Animals and the Sacred Precinct of Tenochtitlan: Biology, Archaeology, History, and Conservation

Part of: Society for American Archaeology 82nd Annual Meeting, Vancouver, BC (2017)

After eight field seasons (1978-2016) working at the sacred precinct of Tenochtitlan, the Proyecto Templo Mayor (INAH, Mexico) has recovered an amazing diversity of animal species. As a result, more than three hundred species have been identified. The resulting information has been on display to the public in a gallery devoted to fauna in the Templo Mayor Museum and has also been published in numerous studies on biological, ecological, and taphonomic aspects of the animals deposited in offerings.
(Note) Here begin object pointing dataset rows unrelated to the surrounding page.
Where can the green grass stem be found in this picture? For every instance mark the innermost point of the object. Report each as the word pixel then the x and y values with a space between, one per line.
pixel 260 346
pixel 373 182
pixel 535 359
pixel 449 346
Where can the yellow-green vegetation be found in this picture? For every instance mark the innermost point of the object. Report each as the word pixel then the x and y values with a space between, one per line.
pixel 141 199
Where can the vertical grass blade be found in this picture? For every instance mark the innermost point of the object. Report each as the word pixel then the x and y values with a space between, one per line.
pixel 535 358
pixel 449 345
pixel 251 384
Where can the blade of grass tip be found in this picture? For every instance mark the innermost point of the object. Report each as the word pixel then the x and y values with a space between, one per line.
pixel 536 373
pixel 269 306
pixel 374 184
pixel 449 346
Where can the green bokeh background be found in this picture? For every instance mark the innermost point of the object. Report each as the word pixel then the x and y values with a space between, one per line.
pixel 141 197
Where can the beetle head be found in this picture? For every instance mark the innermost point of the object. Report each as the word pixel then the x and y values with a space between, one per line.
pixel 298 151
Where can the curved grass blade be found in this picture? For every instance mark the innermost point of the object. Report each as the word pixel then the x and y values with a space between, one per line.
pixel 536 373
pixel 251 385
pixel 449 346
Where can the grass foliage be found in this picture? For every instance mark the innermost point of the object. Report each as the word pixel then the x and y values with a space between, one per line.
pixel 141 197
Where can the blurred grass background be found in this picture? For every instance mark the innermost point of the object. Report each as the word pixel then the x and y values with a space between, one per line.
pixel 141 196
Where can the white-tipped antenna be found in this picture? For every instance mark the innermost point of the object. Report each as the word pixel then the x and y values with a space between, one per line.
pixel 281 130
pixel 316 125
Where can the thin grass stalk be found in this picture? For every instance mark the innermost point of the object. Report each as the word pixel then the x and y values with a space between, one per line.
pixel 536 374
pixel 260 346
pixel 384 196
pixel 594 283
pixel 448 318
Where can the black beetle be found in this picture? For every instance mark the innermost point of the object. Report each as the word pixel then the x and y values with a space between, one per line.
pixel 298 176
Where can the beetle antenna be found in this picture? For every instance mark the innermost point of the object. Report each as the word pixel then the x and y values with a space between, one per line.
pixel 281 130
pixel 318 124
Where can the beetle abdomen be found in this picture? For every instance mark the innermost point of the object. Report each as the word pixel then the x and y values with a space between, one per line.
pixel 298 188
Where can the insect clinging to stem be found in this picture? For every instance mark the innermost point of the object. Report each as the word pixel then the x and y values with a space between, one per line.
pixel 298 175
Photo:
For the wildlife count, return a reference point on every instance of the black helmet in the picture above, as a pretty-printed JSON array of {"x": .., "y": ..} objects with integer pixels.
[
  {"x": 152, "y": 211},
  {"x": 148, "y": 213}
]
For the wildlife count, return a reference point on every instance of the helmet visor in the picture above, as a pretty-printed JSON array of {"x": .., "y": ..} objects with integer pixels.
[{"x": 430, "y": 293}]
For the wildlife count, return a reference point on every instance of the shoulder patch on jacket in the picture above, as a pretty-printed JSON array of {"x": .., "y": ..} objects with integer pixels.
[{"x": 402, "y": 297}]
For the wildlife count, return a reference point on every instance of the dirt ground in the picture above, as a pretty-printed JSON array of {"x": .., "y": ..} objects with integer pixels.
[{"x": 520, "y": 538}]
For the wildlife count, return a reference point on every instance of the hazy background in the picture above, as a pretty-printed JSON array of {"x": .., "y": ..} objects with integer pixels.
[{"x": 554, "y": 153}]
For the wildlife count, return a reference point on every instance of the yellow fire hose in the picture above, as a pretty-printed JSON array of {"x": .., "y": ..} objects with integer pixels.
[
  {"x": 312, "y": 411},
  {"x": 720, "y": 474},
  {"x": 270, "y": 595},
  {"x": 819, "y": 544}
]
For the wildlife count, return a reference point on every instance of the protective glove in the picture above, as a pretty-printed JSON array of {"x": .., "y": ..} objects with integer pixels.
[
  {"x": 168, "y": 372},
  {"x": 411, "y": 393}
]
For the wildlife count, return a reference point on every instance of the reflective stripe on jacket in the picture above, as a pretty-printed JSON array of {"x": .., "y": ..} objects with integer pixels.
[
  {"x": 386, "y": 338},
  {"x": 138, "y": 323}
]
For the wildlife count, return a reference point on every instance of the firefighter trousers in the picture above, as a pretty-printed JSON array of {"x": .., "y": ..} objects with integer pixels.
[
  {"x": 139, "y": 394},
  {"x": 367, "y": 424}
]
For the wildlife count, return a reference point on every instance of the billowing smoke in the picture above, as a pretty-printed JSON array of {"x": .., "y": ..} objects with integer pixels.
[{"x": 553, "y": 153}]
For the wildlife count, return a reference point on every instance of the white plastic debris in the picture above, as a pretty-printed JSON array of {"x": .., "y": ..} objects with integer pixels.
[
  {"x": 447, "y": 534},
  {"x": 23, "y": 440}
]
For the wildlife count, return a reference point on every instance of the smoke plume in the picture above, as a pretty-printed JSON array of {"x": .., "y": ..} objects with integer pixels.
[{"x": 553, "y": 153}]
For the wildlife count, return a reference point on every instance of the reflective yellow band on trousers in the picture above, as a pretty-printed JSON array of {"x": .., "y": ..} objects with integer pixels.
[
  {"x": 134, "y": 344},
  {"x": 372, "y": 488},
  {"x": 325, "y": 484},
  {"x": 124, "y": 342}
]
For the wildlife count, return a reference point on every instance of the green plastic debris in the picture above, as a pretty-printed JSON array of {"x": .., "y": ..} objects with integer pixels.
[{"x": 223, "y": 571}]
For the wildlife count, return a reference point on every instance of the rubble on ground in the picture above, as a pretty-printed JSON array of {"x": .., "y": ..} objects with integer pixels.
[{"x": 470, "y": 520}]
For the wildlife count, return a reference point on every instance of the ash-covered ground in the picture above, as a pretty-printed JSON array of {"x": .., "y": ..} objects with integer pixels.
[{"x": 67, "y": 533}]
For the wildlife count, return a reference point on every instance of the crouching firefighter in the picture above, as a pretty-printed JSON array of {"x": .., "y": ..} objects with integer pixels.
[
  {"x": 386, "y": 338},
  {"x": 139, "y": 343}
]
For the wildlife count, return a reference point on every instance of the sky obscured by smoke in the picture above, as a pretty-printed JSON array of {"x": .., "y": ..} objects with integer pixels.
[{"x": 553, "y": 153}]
Among our principal conclusions regarding the faunal remains from the Templo Mayor, we can mention: a) the presence of species corresponding to six different phyla (Porifera, Coelenterata, Echinodermata, Artropoda, Mollusca, and Chordata); b) the predominance of species endemic to regions quite far away from the Basin of Mexico; c) the scarcity of edible species and the clear interest on the part of Mexica priests in those animals that were attributed with profound religious or cosmological significance; d) evidence of captivity; e) traces of cultural processes for modifying the animal cadavers, some of which may be qualified as "taxidermic" interventions; f) the use of fauna in offerings to re-create vertical tiers of the universe and with this to configure veritable cosmograms.